Miami-Dade’s finances getting worse as port faces debt crunch
A $285 million deficit in 2013 dings the county’s balance sheet as Moody’s warns of a debt squeeze from the new port tunnel.
05/02/2014 6:39 PM
05/02/2014 6:56 PM
Miami-Dade County’s finances continue to weaken as it faces a looming budget gap, a credit downgrade for its port and mounting debt expenses.
Deficit spending and a nearly $17 billion debt load lowered the county’s overall “net position” in 2013, according to a new financial report. The equivalent of a person’s net worth, the county’s $6.3 billion net position measures the difference between assets and liabilities.
The difference narrowed by more than $300 million last year — meaning the county’s net worth declined by 5 percent. The main cause was Miami-Dade’s spending $285 million more than it took in during the 12-month stretch that ended Sept. 30.
“If you take this report and compare it to prior years, we are a weaker government,” said Ed Marquez, deputy mayor for finance. “Our expenditures are exceeding revenues, and our [net worth is] going down.”
The detailed accounting of the dollars moving in and out of Florida’s largest government came the same week as Moody’s, a credit rating firm, issued a glum summary of PortMiami’s finances.
Citing the financial strain from funding the new port tunnel and other upgrades, the agency lowered the county seaport’s credit rating to a “moderate” risk. It was the second Moody’s downgrade for the port in less than a year.
Miami-Dade commissioners recently voted to let PortMiami use general tax revenue as a backstop for the planned debt, so the Moody’s action caused a stir Friday as it became public.
“I have a call in to see what the heck is going on,” said Commissioner Lynda Bell. “It’s a big deal. I don’t think anybody should downplay it”
Bell said that if commissioners had known a downgrade was possible before the April 8 vote, “the reaction would have been: wait, hold it, table this.”
After successfully enacting a property-tax cut in 2011, Mayor Carlos Gimenez has spent three years reducing the county’s payroll expenses and juggling the political hazards of a revenue squeeze. He backed off an attempted tax increase last year and has pledged this year not to endorse a tax increase without sending it to voters first.
The county’s library system faces a $20 million shortfall that could result in mass layoffs, and the parks department is trying to close a $34 million gap caused in part by the loss of surplus hotel taxes used in prior years. Gimenez’s finance team predicts a shortfall of about $200 million for the fiscal year that begins Oct. 1.
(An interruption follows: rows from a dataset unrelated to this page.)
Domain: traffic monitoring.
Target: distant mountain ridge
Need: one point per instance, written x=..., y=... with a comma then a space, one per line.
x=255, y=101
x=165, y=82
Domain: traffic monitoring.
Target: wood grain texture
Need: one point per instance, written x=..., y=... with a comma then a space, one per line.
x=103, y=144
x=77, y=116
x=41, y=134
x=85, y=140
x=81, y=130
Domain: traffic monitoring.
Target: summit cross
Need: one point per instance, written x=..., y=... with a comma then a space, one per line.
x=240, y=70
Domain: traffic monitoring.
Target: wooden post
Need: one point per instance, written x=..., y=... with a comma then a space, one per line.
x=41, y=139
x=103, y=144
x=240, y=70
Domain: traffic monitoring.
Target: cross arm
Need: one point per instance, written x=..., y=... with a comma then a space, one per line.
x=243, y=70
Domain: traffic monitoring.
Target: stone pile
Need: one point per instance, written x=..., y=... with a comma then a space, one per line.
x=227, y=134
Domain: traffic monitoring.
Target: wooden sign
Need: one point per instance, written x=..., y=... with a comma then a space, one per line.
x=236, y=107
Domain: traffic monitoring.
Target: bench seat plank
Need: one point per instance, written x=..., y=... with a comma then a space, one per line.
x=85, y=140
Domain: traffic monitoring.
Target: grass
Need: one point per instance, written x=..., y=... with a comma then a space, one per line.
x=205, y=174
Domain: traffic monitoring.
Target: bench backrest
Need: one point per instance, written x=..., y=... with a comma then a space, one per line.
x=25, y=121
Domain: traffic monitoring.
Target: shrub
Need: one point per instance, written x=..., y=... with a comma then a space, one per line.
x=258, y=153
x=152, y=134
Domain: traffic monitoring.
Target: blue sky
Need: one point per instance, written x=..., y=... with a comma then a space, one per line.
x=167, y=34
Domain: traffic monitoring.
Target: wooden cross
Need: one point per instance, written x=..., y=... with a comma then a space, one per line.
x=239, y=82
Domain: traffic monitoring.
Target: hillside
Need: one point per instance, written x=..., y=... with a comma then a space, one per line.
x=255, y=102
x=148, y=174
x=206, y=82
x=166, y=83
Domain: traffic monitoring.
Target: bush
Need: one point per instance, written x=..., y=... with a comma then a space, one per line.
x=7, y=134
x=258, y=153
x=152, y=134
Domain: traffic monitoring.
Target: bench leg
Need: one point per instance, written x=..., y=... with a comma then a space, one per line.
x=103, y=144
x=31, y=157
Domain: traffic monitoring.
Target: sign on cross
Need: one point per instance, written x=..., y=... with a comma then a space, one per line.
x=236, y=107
“The consequences of that tax cut being essentially made permanent have left the government with insufficient funds,” said Terry Murphy, a consultant who helps county unions with budget analysis. “There was a dramatic tax cut to the community in the depths of the recession and no subsequent adjustments.”
When the fiscal year ended, Miami-Dade’s net position stood at $6.3 billion, down $314 million from 2012’s $6.6 billion.
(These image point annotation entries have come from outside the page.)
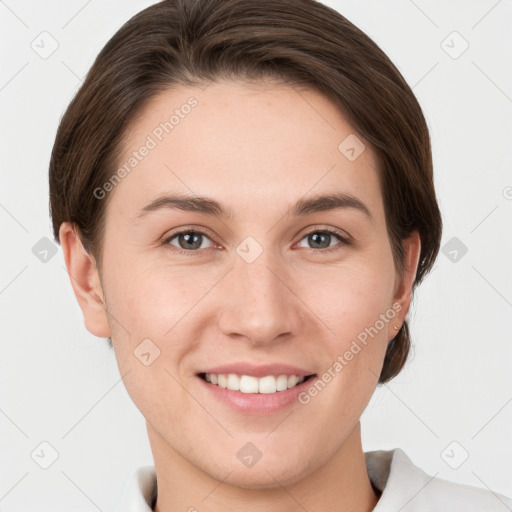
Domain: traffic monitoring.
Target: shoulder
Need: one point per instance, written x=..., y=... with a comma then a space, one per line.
x=407, y=488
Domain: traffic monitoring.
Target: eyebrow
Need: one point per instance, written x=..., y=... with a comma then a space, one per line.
x=208, y=206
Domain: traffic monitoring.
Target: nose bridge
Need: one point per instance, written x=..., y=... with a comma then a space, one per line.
x=260, y=306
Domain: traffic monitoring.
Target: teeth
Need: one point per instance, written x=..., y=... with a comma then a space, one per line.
x=250, y=384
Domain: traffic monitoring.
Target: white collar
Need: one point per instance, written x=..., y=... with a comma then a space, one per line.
x=404, y=487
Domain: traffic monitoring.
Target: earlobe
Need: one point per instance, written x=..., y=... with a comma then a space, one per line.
x=404, y=286
x=84, y=278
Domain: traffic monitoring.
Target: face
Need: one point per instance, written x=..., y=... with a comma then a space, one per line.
x=266, y=282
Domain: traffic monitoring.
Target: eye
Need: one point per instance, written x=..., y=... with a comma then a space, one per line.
x=191, y=240
x=320, y=237
x=188, y=241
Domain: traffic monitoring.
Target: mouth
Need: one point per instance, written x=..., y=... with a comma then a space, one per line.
x=251, y=385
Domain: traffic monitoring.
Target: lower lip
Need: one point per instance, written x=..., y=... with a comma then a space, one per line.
x=257, y=403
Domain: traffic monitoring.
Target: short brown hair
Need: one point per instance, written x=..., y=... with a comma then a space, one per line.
x=298, y=42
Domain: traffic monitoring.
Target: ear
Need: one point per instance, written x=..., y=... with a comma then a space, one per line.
x=85, y=281
x=403, y=285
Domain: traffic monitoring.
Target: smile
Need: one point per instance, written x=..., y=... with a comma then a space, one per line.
x=250, y=384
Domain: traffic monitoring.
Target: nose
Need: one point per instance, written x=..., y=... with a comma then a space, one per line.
x=259, y=304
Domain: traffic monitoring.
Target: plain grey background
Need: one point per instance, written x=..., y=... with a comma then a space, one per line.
x=451, y=407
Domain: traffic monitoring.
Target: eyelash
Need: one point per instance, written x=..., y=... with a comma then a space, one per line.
x=330, y=231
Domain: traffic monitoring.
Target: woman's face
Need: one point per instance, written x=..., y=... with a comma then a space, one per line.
x=262, y=283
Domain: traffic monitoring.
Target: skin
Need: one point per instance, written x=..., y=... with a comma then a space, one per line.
x=257, y=151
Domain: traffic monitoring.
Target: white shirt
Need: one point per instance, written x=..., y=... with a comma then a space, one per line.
x=404, y=486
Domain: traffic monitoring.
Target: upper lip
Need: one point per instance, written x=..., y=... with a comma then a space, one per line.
x=259, y=370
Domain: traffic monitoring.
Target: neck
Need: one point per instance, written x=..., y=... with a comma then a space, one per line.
x=340, y=485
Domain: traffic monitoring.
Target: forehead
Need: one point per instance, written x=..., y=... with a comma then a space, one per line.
x=255, y=149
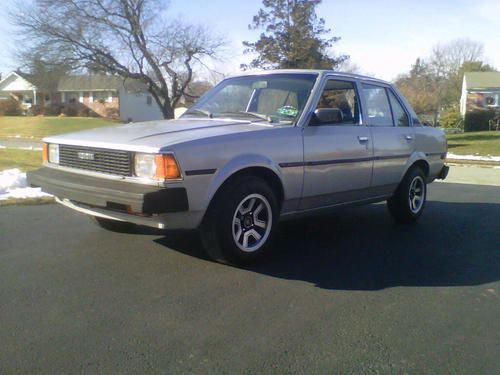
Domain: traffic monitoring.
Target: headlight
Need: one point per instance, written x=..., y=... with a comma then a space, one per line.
x=53, y=153
x=145, y=165
x=157, y=166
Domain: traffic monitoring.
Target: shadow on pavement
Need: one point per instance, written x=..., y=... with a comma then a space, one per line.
x=454, y=244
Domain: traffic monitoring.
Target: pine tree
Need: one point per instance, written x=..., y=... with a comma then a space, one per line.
x=294, y=37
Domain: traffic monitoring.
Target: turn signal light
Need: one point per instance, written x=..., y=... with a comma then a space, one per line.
x=166, y=167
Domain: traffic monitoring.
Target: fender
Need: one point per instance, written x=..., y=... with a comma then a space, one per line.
x=239, y=163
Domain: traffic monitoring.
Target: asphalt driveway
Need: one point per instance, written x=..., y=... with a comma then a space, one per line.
x=346, y=293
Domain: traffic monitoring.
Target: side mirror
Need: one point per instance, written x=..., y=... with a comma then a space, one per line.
x=327, y=116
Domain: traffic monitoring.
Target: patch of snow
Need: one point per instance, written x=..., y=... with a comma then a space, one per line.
x=30, y=148
x=472, y=157
x=13, y=184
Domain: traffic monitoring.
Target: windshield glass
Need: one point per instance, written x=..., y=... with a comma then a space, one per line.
x=276, y=98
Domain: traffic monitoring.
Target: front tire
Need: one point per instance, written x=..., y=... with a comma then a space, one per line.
x=240, y=223
x=408, y=202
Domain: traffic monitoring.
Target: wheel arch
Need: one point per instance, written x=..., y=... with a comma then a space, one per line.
x=265, y=173
x=418, y=160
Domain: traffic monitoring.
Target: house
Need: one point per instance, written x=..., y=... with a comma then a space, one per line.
x=480, y=100
x=85, y=95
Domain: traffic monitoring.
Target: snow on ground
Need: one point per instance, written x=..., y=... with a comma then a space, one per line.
x=13, y=184
x=472, y=157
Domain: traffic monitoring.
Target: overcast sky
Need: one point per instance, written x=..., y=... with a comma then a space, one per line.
x=382, y=37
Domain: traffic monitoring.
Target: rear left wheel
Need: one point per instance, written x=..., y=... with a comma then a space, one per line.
x=408, y=201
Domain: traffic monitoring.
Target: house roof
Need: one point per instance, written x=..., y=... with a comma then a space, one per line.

The reduction mostly came from a $285 million gap between Miami-Dade’s $7.36 billion in expenses and the $7.07 billion it recorded in revenue. A $29 million payment for the tunnel project added to the gap, according to the report.
Overall spending increased 2.1 percent to about $20 million a day, while revenue was virtually flat. Property taxes dipped 2.5 percent to $1.26 billion, while sales tax, utility fees and gas tax all rose by between 5 percent and 7 percent. Long-term obligations grew by $670 million to $16.65 billion. Interest payments on that debt totaled $185 million.
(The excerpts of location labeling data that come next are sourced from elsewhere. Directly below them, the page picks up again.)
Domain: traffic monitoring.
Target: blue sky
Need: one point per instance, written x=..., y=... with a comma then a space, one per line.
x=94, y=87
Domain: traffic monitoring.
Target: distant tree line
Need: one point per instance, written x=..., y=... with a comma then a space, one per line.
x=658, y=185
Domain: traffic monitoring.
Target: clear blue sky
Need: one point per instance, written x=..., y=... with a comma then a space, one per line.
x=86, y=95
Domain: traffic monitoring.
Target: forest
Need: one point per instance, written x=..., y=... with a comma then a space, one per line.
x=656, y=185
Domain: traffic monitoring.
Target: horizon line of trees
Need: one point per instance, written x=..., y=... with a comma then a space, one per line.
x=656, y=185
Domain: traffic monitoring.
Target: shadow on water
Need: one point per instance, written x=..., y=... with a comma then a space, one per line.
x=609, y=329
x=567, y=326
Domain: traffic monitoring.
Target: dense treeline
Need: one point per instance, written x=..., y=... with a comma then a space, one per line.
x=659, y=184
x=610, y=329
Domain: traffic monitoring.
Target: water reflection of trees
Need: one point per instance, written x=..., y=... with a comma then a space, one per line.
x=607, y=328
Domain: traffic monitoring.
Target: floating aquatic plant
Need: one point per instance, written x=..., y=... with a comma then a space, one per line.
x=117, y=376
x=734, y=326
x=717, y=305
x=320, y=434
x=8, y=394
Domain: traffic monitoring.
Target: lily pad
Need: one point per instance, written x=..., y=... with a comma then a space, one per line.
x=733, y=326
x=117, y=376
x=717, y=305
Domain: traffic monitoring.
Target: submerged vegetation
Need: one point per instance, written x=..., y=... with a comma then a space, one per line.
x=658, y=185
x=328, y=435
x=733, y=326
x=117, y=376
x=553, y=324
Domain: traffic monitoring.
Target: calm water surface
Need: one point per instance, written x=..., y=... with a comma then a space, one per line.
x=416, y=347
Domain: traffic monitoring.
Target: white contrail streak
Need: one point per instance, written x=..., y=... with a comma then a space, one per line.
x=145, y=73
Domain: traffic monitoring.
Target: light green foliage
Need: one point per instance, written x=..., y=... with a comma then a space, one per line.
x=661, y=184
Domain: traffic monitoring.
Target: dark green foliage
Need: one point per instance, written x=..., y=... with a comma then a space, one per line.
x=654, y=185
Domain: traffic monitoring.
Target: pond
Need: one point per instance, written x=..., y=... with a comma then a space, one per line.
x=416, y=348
The 2013 report showed a sharper decline in net position than in 2012. That year, the county’s net position shrank by just $129 million amid a real estate crash and lower tax revenue. Both marked literal changes in fortune from the boom years of Florida’s housing industry. In 2006, Miami-Dade’s net position surged by about $500 million over 12 months to $7.6 billion.
While Miami-Dade’s audited financial statements offer a detailed look at the past year’s finances, the port’s credit situation offers a more immediate challenge. Lower credit ratings make it more expensive to borrow money on Wall Street, and PortMiami plans to sell about $200 million worth of bonds this year and another $220 million in the coming years, according to Moody’s.
The New York-based ratings firm first cut the port’s debt by a notch in September, then followed up with another notch downgrade Thursday to Baa1. The two-tier reduction took the port from being considered a “low credit risk” to a “moderate credit risk.”
The port’s debt is poised to cross the $1 billion mark in 2014, and Miami-Dade needs about $180 million in the coming months to fund the remaining installment of its $309 million share of the tunnel’s construction cost.
Maria Matesanz, a Moody’s analyst, said the agency considers the port’s growth projections to be “somewhat optimistic” while the debt load continues to sap revenue.
“Their liquidity is not as strong as it for a lot of other ports,” she said, using a term that basically measures how much cash a port has to spend. “The more debt you have, obviously, the more payments you have.”